Die von Öztürk erpresste falsche Zeugenaussage stammt aus dem 5. Oktober 2017. Kurz darauf wurde Topuz inhaftiert. Die Anwälte von Metin Topuz wollten Öztürk jedoch persönlich als Zeugen befragen. Der Richter verschob die Hauptverhandlung auf den 10. März 2020, um Öztürk, der jetzt italienischer Staatsbürger ist, vorzuladen. Aber Öztürk ist nicht gekommen.

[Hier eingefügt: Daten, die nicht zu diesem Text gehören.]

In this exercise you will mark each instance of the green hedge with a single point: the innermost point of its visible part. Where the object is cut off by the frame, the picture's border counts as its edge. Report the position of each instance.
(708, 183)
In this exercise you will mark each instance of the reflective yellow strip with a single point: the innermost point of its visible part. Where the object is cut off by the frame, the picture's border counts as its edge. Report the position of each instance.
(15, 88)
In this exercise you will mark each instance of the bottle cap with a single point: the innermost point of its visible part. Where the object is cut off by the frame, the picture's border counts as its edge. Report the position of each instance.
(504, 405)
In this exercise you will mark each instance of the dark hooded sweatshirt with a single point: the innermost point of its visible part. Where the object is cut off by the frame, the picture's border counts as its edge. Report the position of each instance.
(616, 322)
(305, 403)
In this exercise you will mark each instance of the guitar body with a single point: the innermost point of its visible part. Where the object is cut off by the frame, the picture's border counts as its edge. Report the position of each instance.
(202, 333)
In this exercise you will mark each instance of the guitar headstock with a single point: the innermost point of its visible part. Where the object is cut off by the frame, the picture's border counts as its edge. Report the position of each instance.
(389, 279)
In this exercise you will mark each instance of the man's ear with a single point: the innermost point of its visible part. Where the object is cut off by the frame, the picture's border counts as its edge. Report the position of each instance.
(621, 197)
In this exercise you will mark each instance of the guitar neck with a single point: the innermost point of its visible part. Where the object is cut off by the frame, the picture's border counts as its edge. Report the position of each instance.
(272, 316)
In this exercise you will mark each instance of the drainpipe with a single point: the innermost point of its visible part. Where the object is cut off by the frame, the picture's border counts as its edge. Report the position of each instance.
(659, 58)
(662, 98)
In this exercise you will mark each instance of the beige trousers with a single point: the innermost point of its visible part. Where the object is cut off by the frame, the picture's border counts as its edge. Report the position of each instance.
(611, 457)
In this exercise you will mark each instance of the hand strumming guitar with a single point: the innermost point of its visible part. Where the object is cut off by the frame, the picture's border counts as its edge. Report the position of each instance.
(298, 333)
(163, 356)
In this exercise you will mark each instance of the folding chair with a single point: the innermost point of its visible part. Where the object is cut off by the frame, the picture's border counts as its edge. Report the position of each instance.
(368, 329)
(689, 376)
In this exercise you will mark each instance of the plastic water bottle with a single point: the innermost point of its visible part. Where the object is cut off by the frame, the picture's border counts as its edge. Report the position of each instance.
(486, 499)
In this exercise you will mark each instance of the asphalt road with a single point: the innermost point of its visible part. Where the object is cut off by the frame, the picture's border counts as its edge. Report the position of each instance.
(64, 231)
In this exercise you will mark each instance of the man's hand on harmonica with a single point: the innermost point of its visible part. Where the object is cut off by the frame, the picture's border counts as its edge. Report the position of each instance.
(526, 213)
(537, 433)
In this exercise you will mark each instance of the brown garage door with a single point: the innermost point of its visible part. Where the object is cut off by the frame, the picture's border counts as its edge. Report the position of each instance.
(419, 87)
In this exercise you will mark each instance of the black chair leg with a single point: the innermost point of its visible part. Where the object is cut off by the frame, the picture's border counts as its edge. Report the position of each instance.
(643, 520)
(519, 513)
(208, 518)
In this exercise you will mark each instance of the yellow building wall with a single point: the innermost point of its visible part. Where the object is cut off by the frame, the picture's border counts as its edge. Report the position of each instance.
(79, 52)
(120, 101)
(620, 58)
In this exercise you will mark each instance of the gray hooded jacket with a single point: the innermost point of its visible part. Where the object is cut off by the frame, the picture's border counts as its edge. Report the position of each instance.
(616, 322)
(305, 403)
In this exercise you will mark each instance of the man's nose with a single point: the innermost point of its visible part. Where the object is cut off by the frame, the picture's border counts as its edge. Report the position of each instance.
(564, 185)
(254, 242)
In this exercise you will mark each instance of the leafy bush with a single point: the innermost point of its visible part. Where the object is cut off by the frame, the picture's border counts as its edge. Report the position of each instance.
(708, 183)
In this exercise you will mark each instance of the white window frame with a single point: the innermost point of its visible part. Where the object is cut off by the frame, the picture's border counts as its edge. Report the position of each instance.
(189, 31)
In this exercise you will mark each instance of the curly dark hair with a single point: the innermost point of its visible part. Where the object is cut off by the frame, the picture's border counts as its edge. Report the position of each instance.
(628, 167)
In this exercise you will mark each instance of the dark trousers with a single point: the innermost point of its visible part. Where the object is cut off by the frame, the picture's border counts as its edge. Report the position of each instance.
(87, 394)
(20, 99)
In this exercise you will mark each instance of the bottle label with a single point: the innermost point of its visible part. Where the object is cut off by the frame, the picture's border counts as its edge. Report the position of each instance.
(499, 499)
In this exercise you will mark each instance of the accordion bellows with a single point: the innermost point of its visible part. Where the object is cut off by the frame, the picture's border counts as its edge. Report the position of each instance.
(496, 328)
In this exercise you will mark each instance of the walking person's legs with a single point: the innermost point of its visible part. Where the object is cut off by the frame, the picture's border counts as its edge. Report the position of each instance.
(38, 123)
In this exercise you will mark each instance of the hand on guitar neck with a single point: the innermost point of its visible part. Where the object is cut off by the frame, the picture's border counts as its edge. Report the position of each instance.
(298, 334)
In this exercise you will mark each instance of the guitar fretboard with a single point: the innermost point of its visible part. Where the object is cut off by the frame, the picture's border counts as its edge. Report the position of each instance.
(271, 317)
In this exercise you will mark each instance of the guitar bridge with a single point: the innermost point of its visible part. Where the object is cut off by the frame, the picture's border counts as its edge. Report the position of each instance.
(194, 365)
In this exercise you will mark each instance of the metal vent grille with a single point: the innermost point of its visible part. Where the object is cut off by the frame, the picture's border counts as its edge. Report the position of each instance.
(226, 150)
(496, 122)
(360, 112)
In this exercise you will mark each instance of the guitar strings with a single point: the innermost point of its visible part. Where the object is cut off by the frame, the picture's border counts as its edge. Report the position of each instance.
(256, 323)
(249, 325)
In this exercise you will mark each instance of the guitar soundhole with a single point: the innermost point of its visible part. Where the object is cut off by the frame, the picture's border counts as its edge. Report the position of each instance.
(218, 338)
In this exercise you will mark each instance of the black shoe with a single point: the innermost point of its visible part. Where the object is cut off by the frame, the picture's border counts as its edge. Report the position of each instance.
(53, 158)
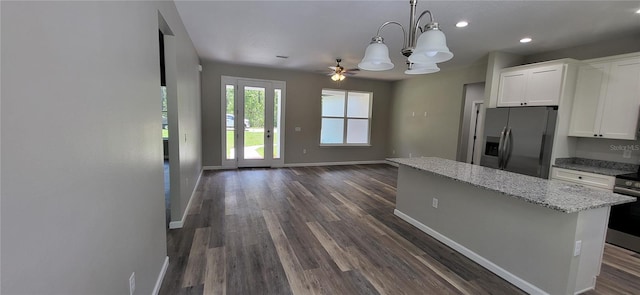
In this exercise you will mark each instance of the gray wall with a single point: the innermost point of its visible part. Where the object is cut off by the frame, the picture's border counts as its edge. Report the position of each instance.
(303, 109)
(441, 96)
(82, 194)
(588, 147)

Am 11. Juni 2020 gab der Richter den Versuch auf, Öztürk zu rufen, und schloss das Verfahren ab. Dann verkündete er das Urteil.
Der Erdogan-Agent
Öztürk gibt in seinem Verhör zu, jahrelang für den türkischen Geheimdienst MIT gearbeitet zu haben. Das MIT bildete ihn aus und zahlte ihm schließlich eine Rente.
Die türkische Botschaft in Wien gab unterdessen folgende Erklärung ab: „Es wurde eindeutig festgestellt, dass die betreffende Person keine Verbindung zum türkischen Geheimdienst hat und dass die Anschuldigungen nicht wahr sind.“ Die Botschaft gibt keine Antworten.

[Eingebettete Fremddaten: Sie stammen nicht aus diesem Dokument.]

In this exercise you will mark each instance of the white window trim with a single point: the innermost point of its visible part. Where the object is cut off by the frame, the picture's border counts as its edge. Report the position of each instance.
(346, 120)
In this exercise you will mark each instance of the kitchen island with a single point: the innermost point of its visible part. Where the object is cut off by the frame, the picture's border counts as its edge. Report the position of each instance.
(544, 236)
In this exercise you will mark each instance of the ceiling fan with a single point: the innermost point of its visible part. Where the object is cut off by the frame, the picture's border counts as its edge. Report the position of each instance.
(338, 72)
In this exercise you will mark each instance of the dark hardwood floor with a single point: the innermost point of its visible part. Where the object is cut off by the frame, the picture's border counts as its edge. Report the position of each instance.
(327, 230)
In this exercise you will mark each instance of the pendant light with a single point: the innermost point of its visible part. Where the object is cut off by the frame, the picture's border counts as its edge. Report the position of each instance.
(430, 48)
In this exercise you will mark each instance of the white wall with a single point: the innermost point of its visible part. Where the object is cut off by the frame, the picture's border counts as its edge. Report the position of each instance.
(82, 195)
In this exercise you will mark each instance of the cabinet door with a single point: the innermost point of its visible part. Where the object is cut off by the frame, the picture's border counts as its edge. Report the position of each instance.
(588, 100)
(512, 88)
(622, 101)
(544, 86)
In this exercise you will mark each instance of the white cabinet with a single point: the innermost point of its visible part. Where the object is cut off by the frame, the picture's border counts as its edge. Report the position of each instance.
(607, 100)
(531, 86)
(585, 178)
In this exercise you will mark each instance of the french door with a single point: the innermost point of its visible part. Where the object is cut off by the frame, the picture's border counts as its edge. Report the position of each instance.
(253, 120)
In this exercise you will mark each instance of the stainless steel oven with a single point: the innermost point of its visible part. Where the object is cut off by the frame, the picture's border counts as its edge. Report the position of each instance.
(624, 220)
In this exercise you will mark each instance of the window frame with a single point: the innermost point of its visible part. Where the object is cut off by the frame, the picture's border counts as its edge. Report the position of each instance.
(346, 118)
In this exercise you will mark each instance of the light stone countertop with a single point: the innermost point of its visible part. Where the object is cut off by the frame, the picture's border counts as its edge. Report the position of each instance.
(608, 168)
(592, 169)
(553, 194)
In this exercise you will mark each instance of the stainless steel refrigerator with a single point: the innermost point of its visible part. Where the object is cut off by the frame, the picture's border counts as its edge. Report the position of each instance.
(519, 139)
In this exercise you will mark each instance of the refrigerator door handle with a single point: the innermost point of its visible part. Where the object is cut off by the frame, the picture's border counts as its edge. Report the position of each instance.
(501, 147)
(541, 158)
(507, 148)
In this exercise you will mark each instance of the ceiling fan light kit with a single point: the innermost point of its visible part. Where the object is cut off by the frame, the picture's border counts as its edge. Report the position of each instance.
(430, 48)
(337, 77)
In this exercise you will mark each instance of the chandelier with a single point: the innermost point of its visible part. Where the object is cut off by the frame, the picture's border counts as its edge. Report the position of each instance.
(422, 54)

Aber die Wiener Staatsanwaltschaft sieht das ganz anders. Gegen den Angeklagten Öztürk wird derzeit unter 48 St 47 / 20k-8 wegen § 319 StGB – „Militärischer Geheimdienst für einen ausländischen Staat“ und § 278 StGB – „Verband“ ermittelt. Der „ausländische Staat“ ist die Türkei und die „kriminelle Organisation“ ist ihr Geheimdienst MIT. Öztürk wurde festgenommen und befindet sich in Haft.
Die Untersuchung sollte klären, wer Öztürk den Mordbefehl gegen Berivan Aslan erteilt hat. Vor allem aber sollten sie eines untersuchen: genaue Kenntnis des MIT-Netzwerks in Wien, Innsbruck, Belgrad und Ankara. Die politischen Spuren des MIT führen zur türkischen Botschaft in Wien und zur Regierung in Ankara.

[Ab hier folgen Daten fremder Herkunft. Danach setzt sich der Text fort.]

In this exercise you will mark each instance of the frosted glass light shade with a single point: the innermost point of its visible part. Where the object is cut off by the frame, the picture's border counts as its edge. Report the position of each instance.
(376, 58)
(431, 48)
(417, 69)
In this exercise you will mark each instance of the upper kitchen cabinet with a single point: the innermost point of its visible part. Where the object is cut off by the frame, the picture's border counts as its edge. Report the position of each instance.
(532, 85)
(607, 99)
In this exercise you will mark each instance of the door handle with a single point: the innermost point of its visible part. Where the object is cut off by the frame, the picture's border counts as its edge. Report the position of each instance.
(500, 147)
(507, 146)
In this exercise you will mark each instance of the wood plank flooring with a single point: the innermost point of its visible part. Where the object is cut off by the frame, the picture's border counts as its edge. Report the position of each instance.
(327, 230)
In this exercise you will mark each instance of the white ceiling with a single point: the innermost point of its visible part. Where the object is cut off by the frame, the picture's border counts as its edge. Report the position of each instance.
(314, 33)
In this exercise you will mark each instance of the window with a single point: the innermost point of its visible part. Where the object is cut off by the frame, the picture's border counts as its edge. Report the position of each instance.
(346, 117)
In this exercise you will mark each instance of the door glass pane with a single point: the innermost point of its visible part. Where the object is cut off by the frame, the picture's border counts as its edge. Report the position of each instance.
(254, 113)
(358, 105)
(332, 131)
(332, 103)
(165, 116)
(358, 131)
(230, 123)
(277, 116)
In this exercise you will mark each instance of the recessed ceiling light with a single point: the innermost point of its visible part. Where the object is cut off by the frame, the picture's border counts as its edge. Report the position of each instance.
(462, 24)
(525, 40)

Aufgrund der falschen Aussage des MIT-Schlüsselzeugen befindet sich ein Mitarbeiter des US-Generalkonsulats heute in einem türkischen Gefängnis. Am Tag des Urteils protestierte US-Außenminister Mike Pompeo gegen die „unbegründeten Anschuldigungen“ gegen Topuz. Das Urteil „untergräbt das Vertrauen in die Institutionen der Türkei“. Für Pompeo wurde die Grundlage der türkisch-amerikanischen Beziehungen angegriffen.